CANADA, Saskatoon. In less than a year, University of Saskatchewan (U of S) scientists have developed and tested a prototype vaccine that could protect the North American swine industry from a virus that has killed more than eight million pigs and cost more than $400 mil. in lost income since 2013.
The Porcine Epidemic Diarrhea Virus (PEDV) hit the United States in 2013 and spread to Canada in 2014. It was first discovered in Europe, and has become increasingly problematic in Asian countries. Occurring only in pigs, PEDV can kill up to 100 per cent of infected piglets. PEDV is a coronavirus, a virus group which includes important emerging human diseases such as SARS and MERS.
Using its new containment Level 3 facility, the U of S Vaccine and Infectious Disease Organization-International Vaccine Centre (VIDO-InterVac) quickly launched a vaccine development project.

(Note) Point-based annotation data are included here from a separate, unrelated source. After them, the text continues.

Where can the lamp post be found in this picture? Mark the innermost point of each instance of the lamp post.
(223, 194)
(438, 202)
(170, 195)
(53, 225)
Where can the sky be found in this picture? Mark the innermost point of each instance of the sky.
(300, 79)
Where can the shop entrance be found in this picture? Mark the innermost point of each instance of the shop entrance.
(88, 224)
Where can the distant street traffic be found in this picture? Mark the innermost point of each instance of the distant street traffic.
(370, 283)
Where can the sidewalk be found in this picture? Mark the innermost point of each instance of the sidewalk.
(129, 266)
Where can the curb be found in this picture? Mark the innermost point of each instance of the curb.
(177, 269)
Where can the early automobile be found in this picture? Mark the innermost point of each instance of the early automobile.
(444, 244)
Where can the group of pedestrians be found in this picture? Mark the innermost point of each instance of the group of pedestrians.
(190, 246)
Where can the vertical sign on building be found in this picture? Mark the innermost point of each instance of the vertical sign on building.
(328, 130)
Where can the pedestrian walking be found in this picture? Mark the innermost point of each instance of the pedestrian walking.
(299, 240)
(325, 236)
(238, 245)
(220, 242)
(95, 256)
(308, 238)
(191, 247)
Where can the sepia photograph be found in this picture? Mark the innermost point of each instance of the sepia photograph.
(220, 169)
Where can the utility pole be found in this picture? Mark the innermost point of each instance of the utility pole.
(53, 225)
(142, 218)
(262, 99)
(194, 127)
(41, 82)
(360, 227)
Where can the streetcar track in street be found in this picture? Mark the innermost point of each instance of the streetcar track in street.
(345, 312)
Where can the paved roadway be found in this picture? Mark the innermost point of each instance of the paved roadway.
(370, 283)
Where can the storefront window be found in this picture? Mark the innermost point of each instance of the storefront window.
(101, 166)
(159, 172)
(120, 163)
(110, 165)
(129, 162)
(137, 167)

“Our new facility, InterVac, provided us with the containment infrastructure to develop a vaccine and demonstrate it protected up to 100 per cent of the piglets,” said Dr. Volker Gerdts, VIDO-InterVac’s research director. The successful vaccine results triggered the interest of several animal health companies including Huvepharma, which has partnered with VIDO-InterVac to develop the technology for commercial production in North America.
With the support of the swine industry, the vaccine is now undergoing field testing in Saskatchewan, as well as in Manitoba where it is being used to help protect piglets from a recent PEDV outbreak.
The PEDV vaccine development project has been supported by a variety of funders including the Government of Saskatchewan (ADF), Sask Pork, and the Canadian Swine Health Network.